If you know anyone with heart disease, this post is for you. A new stent with a nanothin surface application shows promise in opening and healing blocked heart arteries without the life-threatening dangers of drug-eluting stents, according to a study being presented at the 20th annual International Symposium on Endovascular Therapy (ISET, online at iset.org), in Hollywood, Florida.
The stent coating is 25,000 times thinner than a human hair. Called Polyzene-F, the treatment is not a drug but a medically inert chemical compound that "hides" the stent from the body, so the body doesn't turn on it. Translation: this new stent, if it works as the study claims it does, will allow heart arteries to heal quickly, without the tissue scarring or clotting that can result when either bare metal or drug-eluting stents are used. From the press release:
Doctors have long used stents to open up plaque-clogged arteries in the heart and elsewhere in the body, but the vessels often reclog due to the body's reaction to the stent as a foreign object, which creates a scarring process known as restenosis. Drug-eluting stents were devised as an answer to restenosis, but research has shown the drug can interfere with the blood vessel's healing process. This increases the risk of blood clots forming (thrombosis) and causing a heart attack. Although studies suggest thrombosis occurs in less than 1 percent of patients who receive drug-eluting stents, it is fatal in nearly half of patients who develop the problem.

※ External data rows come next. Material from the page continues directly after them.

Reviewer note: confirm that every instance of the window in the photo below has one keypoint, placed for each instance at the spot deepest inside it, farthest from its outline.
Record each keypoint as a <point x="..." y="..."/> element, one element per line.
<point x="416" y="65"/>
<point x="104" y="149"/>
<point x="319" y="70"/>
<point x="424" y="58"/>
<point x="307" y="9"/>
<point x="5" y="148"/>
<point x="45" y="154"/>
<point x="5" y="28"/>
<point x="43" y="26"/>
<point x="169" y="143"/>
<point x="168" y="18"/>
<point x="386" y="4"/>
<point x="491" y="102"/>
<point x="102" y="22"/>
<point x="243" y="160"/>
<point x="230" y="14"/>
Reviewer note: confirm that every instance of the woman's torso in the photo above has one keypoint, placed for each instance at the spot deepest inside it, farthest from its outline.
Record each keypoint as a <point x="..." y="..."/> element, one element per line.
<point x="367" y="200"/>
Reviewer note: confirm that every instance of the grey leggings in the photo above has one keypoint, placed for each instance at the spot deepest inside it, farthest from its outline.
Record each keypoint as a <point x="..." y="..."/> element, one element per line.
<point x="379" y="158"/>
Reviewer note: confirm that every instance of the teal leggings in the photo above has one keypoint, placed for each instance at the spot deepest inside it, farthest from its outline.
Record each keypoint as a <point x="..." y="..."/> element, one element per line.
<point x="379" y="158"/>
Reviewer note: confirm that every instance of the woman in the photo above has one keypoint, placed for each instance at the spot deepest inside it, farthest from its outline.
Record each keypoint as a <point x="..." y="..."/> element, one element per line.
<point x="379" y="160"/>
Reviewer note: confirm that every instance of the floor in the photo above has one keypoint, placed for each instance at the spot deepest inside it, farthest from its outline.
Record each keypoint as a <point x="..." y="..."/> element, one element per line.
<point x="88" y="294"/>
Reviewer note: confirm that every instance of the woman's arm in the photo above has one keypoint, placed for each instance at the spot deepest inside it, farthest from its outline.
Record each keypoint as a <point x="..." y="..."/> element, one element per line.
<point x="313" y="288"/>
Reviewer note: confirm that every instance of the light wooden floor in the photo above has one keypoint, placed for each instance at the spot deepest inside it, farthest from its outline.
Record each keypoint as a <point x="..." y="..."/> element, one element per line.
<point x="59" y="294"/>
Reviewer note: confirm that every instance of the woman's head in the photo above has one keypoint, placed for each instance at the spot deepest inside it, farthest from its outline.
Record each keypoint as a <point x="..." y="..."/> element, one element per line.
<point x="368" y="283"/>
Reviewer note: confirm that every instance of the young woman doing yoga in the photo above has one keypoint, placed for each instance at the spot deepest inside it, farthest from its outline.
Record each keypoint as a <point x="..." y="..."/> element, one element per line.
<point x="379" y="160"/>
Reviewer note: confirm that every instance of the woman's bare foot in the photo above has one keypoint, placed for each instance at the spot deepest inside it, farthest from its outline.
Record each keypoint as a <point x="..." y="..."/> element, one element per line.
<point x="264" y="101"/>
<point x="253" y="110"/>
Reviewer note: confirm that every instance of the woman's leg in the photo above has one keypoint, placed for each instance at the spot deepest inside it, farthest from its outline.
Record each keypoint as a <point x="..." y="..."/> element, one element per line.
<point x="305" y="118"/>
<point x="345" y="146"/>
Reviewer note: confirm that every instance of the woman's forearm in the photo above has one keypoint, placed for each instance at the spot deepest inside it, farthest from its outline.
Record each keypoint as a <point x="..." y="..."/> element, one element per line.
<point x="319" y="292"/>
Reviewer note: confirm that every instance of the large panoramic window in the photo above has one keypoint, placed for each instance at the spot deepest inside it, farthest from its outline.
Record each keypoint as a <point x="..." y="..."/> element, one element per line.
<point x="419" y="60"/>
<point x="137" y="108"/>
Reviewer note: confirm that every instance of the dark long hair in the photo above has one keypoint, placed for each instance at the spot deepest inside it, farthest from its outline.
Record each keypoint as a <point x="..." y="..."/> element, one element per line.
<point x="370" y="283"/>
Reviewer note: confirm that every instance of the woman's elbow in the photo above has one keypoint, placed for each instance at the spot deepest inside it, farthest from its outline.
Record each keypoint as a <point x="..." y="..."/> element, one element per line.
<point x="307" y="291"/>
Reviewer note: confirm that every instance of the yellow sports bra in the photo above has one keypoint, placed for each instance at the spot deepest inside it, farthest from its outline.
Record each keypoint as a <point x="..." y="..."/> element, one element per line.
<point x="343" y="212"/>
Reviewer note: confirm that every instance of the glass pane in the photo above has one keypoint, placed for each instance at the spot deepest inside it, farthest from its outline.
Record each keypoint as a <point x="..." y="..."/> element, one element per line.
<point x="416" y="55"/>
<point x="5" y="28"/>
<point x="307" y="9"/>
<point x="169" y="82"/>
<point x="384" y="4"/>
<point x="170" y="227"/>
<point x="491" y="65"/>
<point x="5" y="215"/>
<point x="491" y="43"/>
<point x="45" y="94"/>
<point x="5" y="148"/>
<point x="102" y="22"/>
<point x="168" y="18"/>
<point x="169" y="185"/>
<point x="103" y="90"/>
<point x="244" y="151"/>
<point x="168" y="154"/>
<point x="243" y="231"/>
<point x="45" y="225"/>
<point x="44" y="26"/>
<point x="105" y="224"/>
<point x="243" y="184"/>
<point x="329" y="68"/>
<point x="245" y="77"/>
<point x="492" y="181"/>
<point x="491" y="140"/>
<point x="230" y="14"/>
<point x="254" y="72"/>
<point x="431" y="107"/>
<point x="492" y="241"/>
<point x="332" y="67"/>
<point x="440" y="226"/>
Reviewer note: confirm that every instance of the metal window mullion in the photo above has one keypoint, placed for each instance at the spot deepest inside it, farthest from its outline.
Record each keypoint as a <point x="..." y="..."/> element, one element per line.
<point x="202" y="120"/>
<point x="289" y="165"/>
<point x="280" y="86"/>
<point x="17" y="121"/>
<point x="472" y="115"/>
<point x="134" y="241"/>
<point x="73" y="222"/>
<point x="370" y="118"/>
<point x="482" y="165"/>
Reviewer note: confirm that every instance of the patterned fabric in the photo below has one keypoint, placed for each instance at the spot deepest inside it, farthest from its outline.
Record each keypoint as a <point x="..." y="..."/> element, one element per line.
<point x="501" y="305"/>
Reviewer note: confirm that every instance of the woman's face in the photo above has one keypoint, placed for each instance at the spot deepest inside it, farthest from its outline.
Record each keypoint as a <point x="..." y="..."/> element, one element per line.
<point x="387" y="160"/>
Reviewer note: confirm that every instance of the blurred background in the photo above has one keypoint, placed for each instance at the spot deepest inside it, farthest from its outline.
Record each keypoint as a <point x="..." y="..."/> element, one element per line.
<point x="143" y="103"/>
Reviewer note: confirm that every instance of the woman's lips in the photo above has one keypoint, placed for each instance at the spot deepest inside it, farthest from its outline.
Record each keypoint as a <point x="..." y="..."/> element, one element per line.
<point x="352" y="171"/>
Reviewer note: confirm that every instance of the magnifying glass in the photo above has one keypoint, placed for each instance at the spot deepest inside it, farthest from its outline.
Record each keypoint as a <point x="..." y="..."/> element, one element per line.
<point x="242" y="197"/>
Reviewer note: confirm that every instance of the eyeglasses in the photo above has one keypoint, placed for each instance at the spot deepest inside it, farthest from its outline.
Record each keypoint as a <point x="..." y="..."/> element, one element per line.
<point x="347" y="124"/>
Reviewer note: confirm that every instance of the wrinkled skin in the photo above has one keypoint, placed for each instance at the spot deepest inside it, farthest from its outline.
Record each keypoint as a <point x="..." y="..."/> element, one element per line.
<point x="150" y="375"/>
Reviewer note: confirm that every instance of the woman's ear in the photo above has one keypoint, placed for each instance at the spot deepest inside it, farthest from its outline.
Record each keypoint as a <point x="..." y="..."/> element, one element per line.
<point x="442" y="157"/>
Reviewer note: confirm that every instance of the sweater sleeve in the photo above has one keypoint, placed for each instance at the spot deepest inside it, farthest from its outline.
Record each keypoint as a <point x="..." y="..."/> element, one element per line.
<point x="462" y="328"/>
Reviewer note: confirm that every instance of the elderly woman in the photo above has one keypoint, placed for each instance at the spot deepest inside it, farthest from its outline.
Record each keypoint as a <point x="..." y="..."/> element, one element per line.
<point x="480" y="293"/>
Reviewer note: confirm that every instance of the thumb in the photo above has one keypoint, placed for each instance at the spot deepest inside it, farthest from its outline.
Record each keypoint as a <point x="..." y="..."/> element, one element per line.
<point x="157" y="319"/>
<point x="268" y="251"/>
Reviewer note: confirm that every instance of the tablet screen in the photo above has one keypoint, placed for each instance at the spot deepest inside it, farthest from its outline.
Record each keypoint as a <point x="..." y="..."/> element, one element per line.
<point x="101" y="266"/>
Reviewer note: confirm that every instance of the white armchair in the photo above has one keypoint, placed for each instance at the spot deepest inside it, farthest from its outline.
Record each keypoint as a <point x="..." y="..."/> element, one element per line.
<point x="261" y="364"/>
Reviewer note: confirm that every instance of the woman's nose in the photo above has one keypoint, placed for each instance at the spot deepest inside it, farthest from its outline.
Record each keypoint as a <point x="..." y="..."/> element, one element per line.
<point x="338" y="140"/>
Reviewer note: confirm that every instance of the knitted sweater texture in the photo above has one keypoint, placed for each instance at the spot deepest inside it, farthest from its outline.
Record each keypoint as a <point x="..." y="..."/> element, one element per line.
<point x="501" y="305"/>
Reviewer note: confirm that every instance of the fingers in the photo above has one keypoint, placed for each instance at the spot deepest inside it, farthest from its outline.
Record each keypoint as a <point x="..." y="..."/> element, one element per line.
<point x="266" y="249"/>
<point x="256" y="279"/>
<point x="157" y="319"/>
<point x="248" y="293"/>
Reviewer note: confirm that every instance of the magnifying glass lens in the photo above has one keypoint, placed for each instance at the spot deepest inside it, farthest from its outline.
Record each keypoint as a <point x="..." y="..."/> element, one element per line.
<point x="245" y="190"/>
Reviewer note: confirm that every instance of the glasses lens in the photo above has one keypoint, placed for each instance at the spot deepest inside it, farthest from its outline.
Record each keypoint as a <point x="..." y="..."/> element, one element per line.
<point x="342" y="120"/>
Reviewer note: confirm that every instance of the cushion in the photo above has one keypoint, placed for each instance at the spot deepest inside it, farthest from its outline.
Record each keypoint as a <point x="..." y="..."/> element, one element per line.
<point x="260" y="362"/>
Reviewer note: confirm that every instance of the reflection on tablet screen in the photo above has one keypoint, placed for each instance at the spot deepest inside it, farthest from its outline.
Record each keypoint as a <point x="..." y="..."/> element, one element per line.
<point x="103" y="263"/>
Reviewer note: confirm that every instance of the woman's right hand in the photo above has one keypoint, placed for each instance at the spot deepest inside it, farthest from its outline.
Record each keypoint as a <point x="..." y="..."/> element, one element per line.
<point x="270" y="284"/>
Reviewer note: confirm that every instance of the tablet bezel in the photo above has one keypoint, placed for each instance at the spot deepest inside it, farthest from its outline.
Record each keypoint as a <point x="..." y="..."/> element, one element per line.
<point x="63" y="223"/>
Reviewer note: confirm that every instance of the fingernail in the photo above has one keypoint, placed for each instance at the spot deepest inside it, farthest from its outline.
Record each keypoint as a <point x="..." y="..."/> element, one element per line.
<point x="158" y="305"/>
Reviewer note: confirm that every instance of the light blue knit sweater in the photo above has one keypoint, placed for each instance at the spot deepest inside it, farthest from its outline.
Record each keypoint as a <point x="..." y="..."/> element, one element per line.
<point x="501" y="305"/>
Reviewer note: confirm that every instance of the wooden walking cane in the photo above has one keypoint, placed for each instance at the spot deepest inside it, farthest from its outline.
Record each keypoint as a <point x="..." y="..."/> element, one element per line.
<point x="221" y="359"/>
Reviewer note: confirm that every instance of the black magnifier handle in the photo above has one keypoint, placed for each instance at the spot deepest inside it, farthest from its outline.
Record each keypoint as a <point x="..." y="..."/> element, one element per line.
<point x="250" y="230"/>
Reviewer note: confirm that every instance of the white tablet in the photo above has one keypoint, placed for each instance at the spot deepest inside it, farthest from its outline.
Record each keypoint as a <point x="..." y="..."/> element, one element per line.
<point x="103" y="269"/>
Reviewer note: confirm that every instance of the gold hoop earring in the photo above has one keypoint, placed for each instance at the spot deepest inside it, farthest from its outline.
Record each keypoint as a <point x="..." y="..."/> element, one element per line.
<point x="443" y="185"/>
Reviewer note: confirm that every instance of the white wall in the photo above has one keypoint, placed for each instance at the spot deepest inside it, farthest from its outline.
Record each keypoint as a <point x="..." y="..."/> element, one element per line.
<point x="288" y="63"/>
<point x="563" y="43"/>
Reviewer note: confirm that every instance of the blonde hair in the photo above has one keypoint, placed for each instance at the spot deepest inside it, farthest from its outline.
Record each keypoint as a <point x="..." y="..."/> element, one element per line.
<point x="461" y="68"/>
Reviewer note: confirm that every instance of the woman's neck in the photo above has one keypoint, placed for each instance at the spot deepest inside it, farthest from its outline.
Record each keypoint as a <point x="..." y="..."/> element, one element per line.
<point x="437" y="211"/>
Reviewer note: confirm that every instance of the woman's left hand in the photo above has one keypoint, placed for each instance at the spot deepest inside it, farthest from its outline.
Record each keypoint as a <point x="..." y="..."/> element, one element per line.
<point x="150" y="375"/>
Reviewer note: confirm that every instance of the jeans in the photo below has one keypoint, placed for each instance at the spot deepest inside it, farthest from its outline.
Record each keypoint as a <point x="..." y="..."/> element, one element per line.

"Our preliminary data show that the inside of the blood vessel with this polymer-coated stent heals almost perfectly within 30 days, whereas with a drug-eluting stent, the blood vessel healing takes many months, if it ever happens," said Corrado Tamburino, M.D., Ph.D., principal investigator of the study and professor of cardiology at Ferrarotto Hospital at the University of Catania, Italy. "Our preliminary research suggests that this polymer-coated stent is a very promising solution to restenosis and thrombosis."
This could be a big, big deal in terms of consumer health. Angioplasty is a lifesaver for tens of thousands of people each year, but the procedure has been under much scrutiny the past year, with studies revealing the rare but deadly problems associated with the widely used drug-eluting variety. If this new stent technology solves the twin problems of restenosis and thrombosis, then it will mean lives saved ... and a lot of people who've had angioplasty procedures, will no longer have to stay on blood thinning drugs like Plavix for extended periods of time. I hope this news blurb out of Florida is as good as it sounds.